Cumhuriyetin kıdemli muharriri “Sosyalist Güç Birliği” dedi

bencede

New member
Cumhuriyet’in 44 yıllık usta müellifi Işık Kansu, bugünkü köşesinde SOL Parti, Türkiye Komünist Partisi (TKP), Türkiye Komünist Hareketi (TKH) ve İhtilal Hareketi’nin başı çektiği Sosyalist Güç Birliği’ne işaret etti.

Altılı masada sol görüşlerden taviz verdiğini söyleyerek isim belirtmeden CHP’ye tenkitte bulunan Kansu, “var ise yoksa sağ telaffuzlar, tavırlar, davranışlar. Ödünler, tutarsızlıklar, yamanmalar, yalpalamalar, yanlamalar” dedi.

Işık Kansu’nın yazısı şöyleki:

“var ise yoksa sağ telaffuzlar, tavırlar, davranışlar. Ödünler, tutarsızlıklar, yamanmalar, yalpalamalar, yanlamalar.

Sol, uygarlıktır, cesurluktur, hasrettir, adanmışlıktır.

Sol daha hayli özgürlük ve eşitliktir, sömürüsüzlük, bağımsızlık, insanca davranış, insanca yaşama ve hiç kuşkusuz Aydınlanmadır.

Bu hasretler unutulur mu, yok sayılır mı? Bu prensiplerden çıkarmış, yararmış; her ne olursa olsun vazgeçilir mi hiç?

Şu hale bakınız:

Zora dayalı bir Saray sistemindeyiz ve bayanlara dayatılan bir yasak, özgürlük olarak sunuluyor ve anayasallaştırılmaya çalışılıyor.

Üstelik toplumun şuurlu bölümünün yıllardır desteklediği bir siyasi hareketin üst idaresi, tabanına da müracaattan, bu kabul edilemez ödünü Saraycılara altın tepsi ortasında sunuyor.

Ancak, biliyor ve görüyoruz ki Aydınlanmanın parlak yol göstericiliği sürüyor. Sosyalist Güç Birliği’nin geçtiğimiz günlerde yaptığı açıklama, bu kılavuzluğun en bariz göstergelerinden biri.

Açıklamayı özetlersek:

– TBMM’de görüşülmekte olan “başörtüsü teklifi”, anayasanın laiklik unsurunun içini boşaltıyor, laikliği tümüyle tasfiye ediyor.

– “Başın örtülü olması” sözüyle tanımlanan bir kıyafet kodunun getirilmesi ile eşitlik unsuru de ortadan kaldırılıyor.

– Gözetilen dini inanca dayanmayan bütün kıyafetlere müdahale edilmesinin, hatta yasaklanmasının önü açılıyor.

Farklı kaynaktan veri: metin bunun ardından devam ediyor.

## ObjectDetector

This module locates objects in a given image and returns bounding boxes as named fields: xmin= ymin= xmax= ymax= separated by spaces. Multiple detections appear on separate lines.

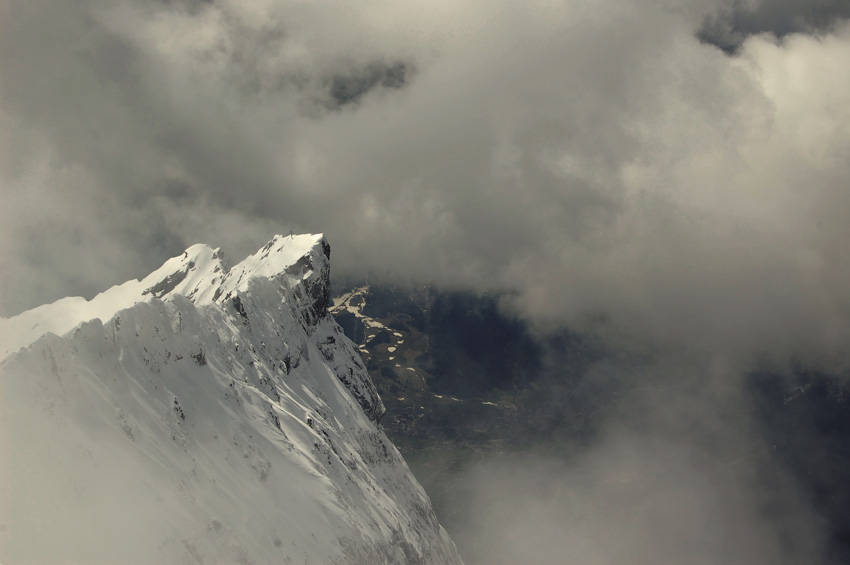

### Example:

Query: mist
xmin=0 ymin=0 xmax=850 ymax=564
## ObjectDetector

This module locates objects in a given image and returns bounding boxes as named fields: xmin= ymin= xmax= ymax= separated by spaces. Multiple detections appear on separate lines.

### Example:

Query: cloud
xmin=698 ymin=0 xmax=850 ymax=54
xmin=0 ymin=1 xmax=850 ymax=359
xmin=451 ymin=356 xmax=826 ymax=565
xmin=0 ymin=0 xmax=850 ymax=563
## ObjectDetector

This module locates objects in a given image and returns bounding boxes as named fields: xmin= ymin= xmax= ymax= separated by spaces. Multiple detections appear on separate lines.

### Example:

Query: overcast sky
xmin=0 ymin=0 xmax=850 ymax=370
xmin=0 ymin=0 xmax=850 ymax=564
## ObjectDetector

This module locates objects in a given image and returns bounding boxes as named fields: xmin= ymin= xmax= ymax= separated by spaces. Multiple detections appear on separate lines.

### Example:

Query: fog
xmin=0 ymin=0 xmax=850 ymax=563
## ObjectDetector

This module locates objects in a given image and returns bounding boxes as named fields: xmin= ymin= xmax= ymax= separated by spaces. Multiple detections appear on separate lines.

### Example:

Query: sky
xmin=0 ymin=0 xmax=850 ymax=563
xmin=0 ymin=0 xmax=850 ymax=372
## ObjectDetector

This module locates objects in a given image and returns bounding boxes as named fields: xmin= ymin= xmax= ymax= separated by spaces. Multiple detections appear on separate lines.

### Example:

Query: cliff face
xmin=0 ymin=232 xmax=460 ymax=564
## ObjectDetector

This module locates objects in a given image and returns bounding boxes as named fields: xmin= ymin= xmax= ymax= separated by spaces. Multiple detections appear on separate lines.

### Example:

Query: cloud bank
xmin=0 ymin=0 xmax=850 ymax=372
xmin=0 ymin=0 xmax=850 ymax=563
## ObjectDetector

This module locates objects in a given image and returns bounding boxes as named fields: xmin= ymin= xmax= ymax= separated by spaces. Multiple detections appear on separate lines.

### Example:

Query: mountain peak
xmin=0 ymin=234 xmax=330 ymax=359
xmin=0 ymin=230 xmax=460 ymax=565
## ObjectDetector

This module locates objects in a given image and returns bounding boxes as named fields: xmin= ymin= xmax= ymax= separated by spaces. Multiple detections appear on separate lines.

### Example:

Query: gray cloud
xmin=0 ymin=0 xmax=850 ymax=563
xmin=0 ymin=0 xmax=850 ymax=362
xmin=699 ymin=0 xmax=850 ymax=54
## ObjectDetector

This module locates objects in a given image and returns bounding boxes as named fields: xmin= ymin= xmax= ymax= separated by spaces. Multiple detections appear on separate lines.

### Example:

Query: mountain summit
xmin=0 ymin=235 xmax=460 ymax=564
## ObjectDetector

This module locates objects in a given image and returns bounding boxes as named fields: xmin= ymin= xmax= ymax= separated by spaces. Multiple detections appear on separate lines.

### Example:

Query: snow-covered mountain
xmin=0 ymin=235 xmax=460 ymax=565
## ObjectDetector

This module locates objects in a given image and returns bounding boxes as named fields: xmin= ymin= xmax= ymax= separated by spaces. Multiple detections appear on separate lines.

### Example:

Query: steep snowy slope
xmin=0 ymin=236 xmax=460 ymax=565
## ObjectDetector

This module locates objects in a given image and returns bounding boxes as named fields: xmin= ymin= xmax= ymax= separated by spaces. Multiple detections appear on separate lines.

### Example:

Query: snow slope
xmin=0 ymin=235 xmax=460 ymax=565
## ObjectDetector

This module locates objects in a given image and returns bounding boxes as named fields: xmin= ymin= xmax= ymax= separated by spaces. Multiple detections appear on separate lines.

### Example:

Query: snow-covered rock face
xmin=0 ymin=236 xmax=460 ymax=564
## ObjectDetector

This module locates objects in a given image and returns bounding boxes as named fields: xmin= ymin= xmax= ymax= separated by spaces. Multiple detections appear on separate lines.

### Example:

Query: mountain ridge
xmin=0 ymin=235 xmax=460 ymax=564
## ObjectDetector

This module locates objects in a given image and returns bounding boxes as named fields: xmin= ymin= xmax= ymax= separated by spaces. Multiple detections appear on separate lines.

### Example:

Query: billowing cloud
xmin=0 ymin=0 xmax=850 ymax=563
xmin=6 ymin=0 xmax=850 ymax=374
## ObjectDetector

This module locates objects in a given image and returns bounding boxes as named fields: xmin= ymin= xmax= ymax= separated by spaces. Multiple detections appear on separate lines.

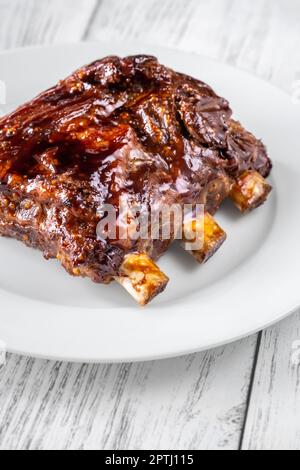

Sonuç olarak; Sosyalist Güç Birliği, meydanın gericilik yarışına girenlere bırakılmaması gerektiğini ilan ederek, insanlığın yüreğinin solda atmaya devam ettiğini bir kere daha duyumsatıyor.

TARİH AFFETMEYECEK

Adalet ve Demokrasi Haftası’ndayız. Adalet, demokrasi ve laiklik için canlarını vermiş insanlarımızın anılarını taze tutmak, savaşımlarını sürdürmek için etkinlikler, açık oturumlar, konuşmalar düzenliyoruz.

Demokratik kitle örgütleri, Aydınlanma kahramanlarımız için nazaranvlerini yerine getirmek için canla başla çalışıyorlar.

Aydınlarımızın uğruna öldükleri unsurları bırakınız yaşatmayı, ilerletmeyi; korumaktan bile uzak duran siyaset bezirganlarına gelince…

Uğur Mumcu’nun deyişiyle tarikat-ticaret-siyaset üçgeni ortasında baştan aşağı bir sağcılaşma, sığlaşma ve aynılaşma arasındaler.

Tüm birikimlerini ve yüreklerini, Türkiye’nin halkçı-devrimci-akılcı bir Cumhuriyete kavuşmasına adadıkları için canları alınmış olan Uğur Mumcu, Muammer Aksoy, Ahmet Taner Kışlalı, Abdi İpekçi, Onat Kutlar, Cavit Orhan Tütengil, Bahriye Üfazlaca, İlhan Erdost ve kaçları için bugün timsah gözyaşları döken, bozuk nizamın korkuluğu haline gelmiş siyaset ve siyasetçileri tarih affetmeyecektir.”